On Fri, 2015-05-22 at 10:22 +0200, Michal Kazior wrote:
> There was a possible race between
> ieee80211_reconfig() and
> ieee80211_delayed_tailroom_dec(). This could
> result in inability to transmit data if driver
> crashed during roaming or rekeying and subsequent
> skbs with insufficient tailroom appeared.
>
> This race was probably never seen in the wild
> because a device driver would have to crash AND
> recover within 0.5s which is very unlikely.
>
> I was able to prove this race exists after
> changing the delay to 10s locally and crashing
> ath10k via debugfs immediately after GTK
> rekeying.
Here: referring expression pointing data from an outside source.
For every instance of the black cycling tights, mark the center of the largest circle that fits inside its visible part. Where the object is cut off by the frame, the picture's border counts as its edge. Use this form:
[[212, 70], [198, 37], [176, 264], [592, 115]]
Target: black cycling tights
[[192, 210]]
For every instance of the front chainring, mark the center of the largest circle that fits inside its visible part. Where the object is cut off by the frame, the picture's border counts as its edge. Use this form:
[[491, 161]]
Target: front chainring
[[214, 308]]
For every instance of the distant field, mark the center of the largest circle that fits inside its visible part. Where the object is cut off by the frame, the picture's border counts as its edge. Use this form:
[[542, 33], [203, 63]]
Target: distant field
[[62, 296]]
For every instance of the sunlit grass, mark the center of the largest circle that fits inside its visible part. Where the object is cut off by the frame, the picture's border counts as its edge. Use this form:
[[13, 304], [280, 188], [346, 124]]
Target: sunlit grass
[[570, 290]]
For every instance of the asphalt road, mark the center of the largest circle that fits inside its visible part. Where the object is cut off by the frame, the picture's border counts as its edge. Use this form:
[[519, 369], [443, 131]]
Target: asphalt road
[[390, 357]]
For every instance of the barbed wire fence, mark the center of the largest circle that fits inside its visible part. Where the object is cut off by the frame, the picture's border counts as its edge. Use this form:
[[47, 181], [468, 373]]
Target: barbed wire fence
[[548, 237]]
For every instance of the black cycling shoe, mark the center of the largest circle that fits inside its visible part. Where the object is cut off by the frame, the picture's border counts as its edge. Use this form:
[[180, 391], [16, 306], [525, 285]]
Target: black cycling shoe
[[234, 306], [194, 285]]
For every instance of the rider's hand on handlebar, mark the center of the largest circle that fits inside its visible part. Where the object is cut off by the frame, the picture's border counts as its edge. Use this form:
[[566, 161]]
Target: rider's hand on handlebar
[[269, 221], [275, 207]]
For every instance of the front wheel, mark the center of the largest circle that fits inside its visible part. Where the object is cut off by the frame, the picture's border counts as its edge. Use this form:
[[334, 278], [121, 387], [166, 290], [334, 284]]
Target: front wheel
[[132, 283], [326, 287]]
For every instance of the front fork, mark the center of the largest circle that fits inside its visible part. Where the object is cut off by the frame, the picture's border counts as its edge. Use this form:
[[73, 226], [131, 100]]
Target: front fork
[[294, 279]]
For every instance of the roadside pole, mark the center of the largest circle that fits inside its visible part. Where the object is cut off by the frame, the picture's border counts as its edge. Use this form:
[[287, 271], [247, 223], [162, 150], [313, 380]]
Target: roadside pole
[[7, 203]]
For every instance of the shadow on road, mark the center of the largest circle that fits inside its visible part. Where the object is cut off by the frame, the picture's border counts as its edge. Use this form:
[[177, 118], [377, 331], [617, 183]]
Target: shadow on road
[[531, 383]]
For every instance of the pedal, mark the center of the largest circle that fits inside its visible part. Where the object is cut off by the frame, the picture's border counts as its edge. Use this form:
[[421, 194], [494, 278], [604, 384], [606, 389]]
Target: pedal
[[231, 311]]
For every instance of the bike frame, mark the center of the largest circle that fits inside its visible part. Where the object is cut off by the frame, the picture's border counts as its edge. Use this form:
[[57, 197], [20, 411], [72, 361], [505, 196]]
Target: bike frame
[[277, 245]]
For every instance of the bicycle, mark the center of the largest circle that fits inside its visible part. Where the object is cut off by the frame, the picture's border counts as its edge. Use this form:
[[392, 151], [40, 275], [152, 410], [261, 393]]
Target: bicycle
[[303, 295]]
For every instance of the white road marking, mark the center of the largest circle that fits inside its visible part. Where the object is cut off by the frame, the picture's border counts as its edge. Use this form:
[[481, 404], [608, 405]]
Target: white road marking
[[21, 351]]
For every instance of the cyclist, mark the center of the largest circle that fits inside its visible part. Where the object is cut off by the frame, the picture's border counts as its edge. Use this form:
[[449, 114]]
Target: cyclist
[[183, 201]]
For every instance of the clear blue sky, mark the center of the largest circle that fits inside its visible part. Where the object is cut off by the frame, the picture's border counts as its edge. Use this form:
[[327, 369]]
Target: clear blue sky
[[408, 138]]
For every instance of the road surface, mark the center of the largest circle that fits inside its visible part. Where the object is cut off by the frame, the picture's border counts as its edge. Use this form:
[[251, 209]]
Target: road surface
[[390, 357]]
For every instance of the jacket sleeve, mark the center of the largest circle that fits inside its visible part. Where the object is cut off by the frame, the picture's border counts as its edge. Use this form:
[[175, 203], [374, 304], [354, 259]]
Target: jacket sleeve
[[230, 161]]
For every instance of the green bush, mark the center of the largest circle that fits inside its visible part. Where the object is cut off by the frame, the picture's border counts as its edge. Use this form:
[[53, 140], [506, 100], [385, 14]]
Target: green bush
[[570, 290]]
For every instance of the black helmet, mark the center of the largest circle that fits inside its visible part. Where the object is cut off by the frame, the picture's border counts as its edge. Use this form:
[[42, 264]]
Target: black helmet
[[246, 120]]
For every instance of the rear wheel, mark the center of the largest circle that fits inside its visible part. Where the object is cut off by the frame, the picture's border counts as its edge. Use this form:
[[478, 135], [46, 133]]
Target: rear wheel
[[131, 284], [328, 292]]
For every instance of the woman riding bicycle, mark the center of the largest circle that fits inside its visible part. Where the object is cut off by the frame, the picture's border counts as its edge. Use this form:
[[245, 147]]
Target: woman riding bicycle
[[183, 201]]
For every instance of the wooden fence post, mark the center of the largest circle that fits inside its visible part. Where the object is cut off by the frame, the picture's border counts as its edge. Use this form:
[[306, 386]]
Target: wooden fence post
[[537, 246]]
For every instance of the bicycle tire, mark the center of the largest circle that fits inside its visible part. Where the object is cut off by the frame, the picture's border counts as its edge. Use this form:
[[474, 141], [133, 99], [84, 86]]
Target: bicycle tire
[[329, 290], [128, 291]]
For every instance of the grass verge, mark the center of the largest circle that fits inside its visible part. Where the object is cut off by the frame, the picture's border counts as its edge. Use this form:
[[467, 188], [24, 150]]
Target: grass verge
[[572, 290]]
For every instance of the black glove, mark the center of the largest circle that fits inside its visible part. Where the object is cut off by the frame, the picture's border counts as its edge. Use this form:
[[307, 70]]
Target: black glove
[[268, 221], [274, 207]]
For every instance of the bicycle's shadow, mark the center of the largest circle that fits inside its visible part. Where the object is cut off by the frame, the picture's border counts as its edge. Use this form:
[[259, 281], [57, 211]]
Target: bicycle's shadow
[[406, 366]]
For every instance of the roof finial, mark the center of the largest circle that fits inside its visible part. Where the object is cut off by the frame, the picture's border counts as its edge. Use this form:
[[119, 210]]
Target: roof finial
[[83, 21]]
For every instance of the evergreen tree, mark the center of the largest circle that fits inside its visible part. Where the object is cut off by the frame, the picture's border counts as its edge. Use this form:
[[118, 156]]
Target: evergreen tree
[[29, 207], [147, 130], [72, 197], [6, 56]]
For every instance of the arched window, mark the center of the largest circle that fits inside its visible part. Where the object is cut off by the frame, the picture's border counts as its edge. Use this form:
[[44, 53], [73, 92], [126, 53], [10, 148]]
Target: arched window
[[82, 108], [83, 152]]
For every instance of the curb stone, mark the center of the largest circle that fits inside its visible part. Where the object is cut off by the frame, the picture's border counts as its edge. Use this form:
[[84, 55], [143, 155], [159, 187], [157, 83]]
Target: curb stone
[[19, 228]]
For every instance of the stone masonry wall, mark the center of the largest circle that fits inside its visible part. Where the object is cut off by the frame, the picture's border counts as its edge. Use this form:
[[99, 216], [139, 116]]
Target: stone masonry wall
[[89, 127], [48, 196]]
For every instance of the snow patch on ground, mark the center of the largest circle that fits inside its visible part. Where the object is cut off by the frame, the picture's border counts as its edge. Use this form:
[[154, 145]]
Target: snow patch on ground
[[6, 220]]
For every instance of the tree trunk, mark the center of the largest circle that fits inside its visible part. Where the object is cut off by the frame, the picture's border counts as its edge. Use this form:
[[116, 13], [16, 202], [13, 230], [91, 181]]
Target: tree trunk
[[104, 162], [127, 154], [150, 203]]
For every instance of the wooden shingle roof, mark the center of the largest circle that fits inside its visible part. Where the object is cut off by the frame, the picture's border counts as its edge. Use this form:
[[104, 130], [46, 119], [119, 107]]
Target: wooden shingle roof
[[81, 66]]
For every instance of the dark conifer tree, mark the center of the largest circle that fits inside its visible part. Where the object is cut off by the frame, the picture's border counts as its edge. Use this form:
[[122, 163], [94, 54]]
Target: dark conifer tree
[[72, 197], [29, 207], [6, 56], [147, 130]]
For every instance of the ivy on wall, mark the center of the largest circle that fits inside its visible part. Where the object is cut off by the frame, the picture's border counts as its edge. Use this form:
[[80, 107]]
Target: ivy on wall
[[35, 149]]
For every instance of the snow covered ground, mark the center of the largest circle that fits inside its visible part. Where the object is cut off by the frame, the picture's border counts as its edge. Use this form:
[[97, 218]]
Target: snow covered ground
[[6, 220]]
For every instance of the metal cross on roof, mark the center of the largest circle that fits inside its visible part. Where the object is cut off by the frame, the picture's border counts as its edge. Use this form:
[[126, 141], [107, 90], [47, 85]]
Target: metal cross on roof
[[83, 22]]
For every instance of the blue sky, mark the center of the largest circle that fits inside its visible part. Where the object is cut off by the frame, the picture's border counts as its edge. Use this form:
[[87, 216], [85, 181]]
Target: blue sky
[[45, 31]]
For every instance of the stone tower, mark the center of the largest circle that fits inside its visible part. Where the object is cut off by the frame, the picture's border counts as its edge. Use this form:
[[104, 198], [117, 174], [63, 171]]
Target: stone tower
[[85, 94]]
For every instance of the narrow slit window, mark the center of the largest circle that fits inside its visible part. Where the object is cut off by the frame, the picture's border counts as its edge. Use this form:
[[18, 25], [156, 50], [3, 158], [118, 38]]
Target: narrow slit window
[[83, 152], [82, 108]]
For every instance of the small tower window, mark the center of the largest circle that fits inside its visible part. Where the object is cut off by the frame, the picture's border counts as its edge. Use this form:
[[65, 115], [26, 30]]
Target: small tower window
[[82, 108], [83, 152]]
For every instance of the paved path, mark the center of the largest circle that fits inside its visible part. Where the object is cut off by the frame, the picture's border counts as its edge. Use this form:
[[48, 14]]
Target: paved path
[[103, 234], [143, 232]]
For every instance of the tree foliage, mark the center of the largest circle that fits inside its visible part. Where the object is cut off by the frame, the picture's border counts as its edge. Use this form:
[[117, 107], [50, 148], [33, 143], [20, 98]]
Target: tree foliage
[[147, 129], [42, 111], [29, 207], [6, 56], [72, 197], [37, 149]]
In case of ath10k the counter went below
> 0. This was harmless but other drivers which
> actually require tailroom (e.g. for WEP ICV or
> MMIC) could end up with the counter at 0 instead
> of >0 and introduce insufficient skb tailroom
> failures because mac80211 would not resize skbs
> appropriately anymore.
>
> Fixes: 8d1f7ecd2af5 ("mac80211: defer tailroom counter manipulation when
> roaming")
> Signed-off-by: Michal Kazior <[email protected]>
Applied.
johannes
--
To unsubscribe from this list: send the line "unsubscribe linux-wireless" in
the body of a message to [email protected]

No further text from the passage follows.